Some have earned listing as historical monuments, such as Red Hill service station 170 kms north of London, whose futuristic "Pegasus" design from the 1960s comprises six circular canopies.
Back to the land
At night the Union 76 petrol station in Beverly Hills looks like a space ship which has landed next to the palm trees of Little Santa Monica Boulevard. It is recognised as a prime example of Googie architecture, and was chosen by British rocker Noel Gallagher in 2011 for the cover of his first album with the High Flying Birds.
But the canopies are not always as flashy.
In many places it's just corrugated sheeting. In a typical fuel outlet in Nimba county, Liberia, fuel is sold using jerrycans and people fill their vehicles using funnels.
In Europe, many small village filling stations have closed down.
In France there were just over 11,000 service stations in 2021, compared to 41,000 at the start of the 1980s. A key reason is competition from supermarkets which can afford to earn smaller margins.
"In the 2000s, we branched out into garage work, then vehicle washing," said Francis Pousse, in charge of service stations at auto industry body Mobilians.
"But the margins kept going down, and faced with the investments needed to modernise, lots of managers threw in the towel. And young people who buy garage/fuel stations close down the fuel part," he added.
How many still remember that long-ago era of small village petrol stations? In Roaix, north of Marseille, a sign for petrol company Antar and an old red pump are reminders that a second-hand store by the road wasn't always here.

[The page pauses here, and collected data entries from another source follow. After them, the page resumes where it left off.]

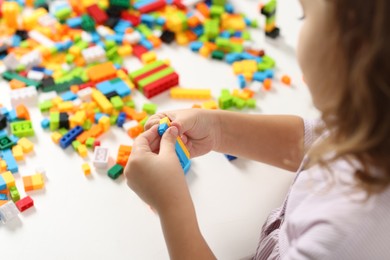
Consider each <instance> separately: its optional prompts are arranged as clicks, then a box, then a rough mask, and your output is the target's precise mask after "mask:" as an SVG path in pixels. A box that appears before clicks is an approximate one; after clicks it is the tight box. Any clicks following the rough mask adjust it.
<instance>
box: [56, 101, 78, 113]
mask: <svg viewBox="0 0 390 260" xmlns="http://www.w3.org/2000/svg"><path fill="white" fill-rule="evenodd" d="M57 107H58V110H59V111H60V112H72V111H73V108H74V105H73V102H72V101H65V102H61V103H59V104H58V106H57Z"/></svg>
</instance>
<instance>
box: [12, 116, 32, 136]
mask: <svg viewBox="0 0 390 260" xmlns="http://www.w3.org/2000/svg"><path fill="white" fill-rule="evenodd" d="M10 127H11V133H12V134H13V135H15V136H17V137H27V136H34V135H35V132H34V129H33V126H32V123H31V121H29V120H25V121H19V122H13V123H11V124H10Z"/></svg>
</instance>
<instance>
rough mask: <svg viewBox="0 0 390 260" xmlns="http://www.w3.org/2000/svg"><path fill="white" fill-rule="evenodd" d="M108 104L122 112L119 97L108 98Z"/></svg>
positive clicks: (122, 104)
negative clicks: (109, 102) (110, 104)
mask: <svg viewBox="0 0 390 260" xmlns="http://www.w3.org/2000/svg"><path fill="white" fill-rule="evenodd" d="M110 102H111V104H112V106H113V107H114V108H115V109H116V110H122V108H123V105H124V104H123V101H122V99H121V98H120V97H119V96H114V97H112V98H110Z"/></svg>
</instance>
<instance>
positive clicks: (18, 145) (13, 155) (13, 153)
mask: <svg viewBox="0 0 390 260" xmlns="http://www.w3.org/2000/svg"><path fill="white" fill-rule="evenodd" d="M12 154H13V156H14V158H15V159H16V160H17V161H22V160H24V153H23V148H22V146H20V145H15V146H14V147H12Z"/></svg>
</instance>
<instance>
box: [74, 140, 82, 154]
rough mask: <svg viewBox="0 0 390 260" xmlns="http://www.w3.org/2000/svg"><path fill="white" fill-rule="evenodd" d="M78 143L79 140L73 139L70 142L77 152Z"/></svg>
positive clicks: (79, 142) (79, 144)
mask: <svg viewBox="0 0 390 260" xmlns="http://www.w3.org/2000/svg"><path fill="white" fill-rule="evenodd" d="M80 145H81V143H80V141H77V140H74V141H73V142H72V147H73V150H75V151H76V152H77V149H78V148H79V146H80Z"/></svg>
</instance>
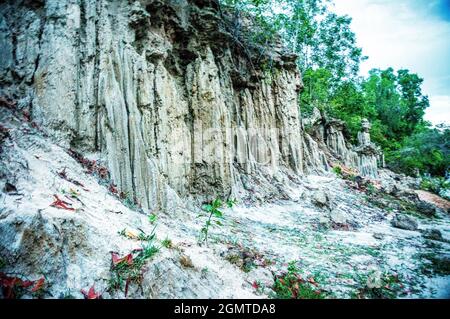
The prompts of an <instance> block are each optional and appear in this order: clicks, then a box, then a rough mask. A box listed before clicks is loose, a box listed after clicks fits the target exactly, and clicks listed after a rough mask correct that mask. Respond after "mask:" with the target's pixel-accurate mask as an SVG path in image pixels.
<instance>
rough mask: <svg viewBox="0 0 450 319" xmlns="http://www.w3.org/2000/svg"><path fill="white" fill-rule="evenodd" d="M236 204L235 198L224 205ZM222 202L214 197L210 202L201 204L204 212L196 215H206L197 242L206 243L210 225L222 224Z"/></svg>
mask: <svg viewBox="0 0 450 319" xmlns="http://www.w3.org/2000/svg"><path fill="white" fill-rule="evenodd" d="M235 204H236V201H235V200H228V201H227V202H226V206H227V207H228V208H232V207H233V206H234V205H235ZM223 206H224V203H223V202H222V201H221V200H220V199H218V198H217V199H215V200H214V201H213V202H212V203H211V204H207V205H203V207H202V209H203V211H204V213H203V212H202V213H200V214H199V215H198V216H197V217H206V221H205V224H204V225H203V227H202V228H201V230H200V236H199V242H200V243H202V242H205V243H206V244H208V235H209V227H210V226H219V227H220V226H222V223H221V219H223V212H222V211H221V210H220V208H221V207H223Z"/></svg>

Elsewhere, for example near Gjilan in Kosovo, some abandoned filling stations are simply disappearing under overgrown vegetation –- possibly presaging the fate of others as humanity switches from hydrocarbons.
In the meantime, some are being recycled, like one former petrol station in Phnom Penh, which has taken the concept of ecological transition to a logical conclusion: instead of fuel, its main product on sale now is plants.